On Yahoo, Robbins revealed a version of what he described as “Ray Dalio’s All Weather“ portfolio, claiming annualized returns of 9.7 percent from 1984 through 2013. This version is rather different from the portfolios Dalio runs at hedge fund Bridgewater Associates: it has no leverage, and uses only four asset classes as opposed to 15 noncorrelated holdings.
All Weather Portfolio
30 percent stocks
15 percent in seven- to 10-year Treasuries
40 percent in 20- to 25-year Treasuries
7.5 percent in gold
7.5 percent in commodities
The most obvious problem with this portfolio are the bonds: A back test of a 55 percent bond portfolio — after the world’s greatest bond bull market in history — reveals that this is a form-fitted asset allocation.
As investment analyst Ben Carlson showed, the current bond bull market skewed the returns of this portfolio by about 400 basis points a year. If we look at the 100-year history of this portfolio, the returns are much lower. That 9.7 percent return falls to 5.8 percent for the period from 1928 to 1983.
There is no reason to believe that the next 30 years will look anything like the past 30 years in the fixed-income markets. This portfolio is great if you have a time machine, but probably is terrible if you are investing for the next 30 years.

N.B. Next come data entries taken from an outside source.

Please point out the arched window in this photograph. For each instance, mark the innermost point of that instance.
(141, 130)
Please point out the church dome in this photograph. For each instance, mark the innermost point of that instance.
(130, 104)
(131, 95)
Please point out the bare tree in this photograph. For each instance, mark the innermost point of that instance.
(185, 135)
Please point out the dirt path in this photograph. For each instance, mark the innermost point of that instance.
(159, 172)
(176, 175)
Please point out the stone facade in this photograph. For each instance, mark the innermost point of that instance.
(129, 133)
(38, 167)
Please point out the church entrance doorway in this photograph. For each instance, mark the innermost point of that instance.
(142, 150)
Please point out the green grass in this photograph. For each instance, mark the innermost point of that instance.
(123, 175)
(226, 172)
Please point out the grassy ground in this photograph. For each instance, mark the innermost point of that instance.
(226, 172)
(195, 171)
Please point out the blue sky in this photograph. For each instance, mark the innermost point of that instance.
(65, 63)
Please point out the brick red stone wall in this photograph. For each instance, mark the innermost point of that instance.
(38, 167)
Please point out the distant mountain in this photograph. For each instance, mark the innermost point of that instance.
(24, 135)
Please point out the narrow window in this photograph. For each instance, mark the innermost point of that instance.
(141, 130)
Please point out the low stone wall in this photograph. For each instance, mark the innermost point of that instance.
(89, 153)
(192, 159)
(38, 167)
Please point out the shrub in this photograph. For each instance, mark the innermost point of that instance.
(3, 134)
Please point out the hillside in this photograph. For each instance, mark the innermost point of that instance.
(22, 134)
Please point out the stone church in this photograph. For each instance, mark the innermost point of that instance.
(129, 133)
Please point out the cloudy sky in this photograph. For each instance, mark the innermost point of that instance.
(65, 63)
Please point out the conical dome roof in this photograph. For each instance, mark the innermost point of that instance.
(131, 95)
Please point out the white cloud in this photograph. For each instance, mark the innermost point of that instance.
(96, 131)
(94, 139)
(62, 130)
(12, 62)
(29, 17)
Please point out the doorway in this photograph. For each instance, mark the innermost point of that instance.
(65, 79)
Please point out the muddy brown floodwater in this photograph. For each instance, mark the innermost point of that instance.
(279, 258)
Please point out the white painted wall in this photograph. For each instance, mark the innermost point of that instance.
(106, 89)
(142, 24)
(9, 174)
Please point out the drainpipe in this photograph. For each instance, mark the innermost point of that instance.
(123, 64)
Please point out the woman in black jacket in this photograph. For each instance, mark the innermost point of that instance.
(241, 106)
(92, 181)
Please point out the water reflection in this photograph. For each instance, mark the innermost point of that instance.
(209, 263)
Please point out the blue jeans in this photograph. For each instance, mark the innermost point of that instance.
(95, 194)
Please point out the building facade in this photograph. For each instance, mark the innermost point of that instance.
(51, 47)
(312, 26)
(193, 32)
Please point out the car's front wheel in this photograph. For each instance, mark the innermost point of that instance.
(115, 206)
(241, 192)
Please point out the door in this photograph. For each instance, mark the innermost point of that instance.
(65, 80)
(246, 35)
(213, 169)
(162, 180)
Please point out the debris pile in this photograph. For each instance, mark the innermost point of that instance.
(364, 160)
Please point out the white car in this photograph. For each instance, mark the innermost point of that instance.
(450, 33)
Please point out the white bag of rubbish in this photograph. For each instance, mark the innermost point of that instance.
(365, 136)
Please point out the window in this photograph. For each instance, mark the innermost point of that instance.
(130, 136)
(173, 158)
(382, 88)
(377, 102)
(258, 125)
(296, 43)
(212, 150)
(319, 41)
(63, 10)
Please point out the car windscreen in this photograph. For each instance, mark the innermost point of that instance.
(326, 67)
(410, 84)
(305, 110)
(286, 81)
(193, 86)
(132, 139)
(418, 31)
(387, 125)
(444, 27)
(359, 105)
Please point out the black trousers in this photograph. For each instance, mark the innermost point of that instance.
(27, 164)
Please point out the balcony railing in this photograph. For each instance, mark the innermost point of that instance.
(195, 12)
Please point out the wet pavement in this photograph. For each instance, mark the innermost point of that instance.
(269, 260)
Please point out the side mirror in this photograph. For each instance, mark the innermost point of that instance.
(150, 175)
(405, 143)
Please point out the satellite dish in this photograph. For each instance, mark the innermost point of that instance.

Note that this is a rookie mistake, one that most experienced financial professionals wouldn’t make. Having read Dalio for so many years, I can’t imagine that this is precisely what he said.
And I haven’t even discussed the gold and commodity holdings. Although gold has had a great run since 2001 — even after declining the past three years — it is effectively little changed since the early 1980s after adjusting for inflation. Historically, it is a drag on a long-term portfolio. If your goal is lower volatility, then a 15 percent slug of commodities offsets the impact of inflation on bonds. As financial adviser and blogger Cullen Roche has noted, historically, commodities have had a negative real rate of return; they act more as ballast than a productive generator of returns.
I give Robbins credit for this: He helped me make money. After a 57 percent market crash and barely a year after the lows were reached, the warnings by a self-help guru about dangers ahead seemed a lot like the proverbial “wall of worry” to me.
Trading against Robbins then was profitable. His money-losing advice to the public was awful. I expect the All Weather Portfolio to perform as poorly.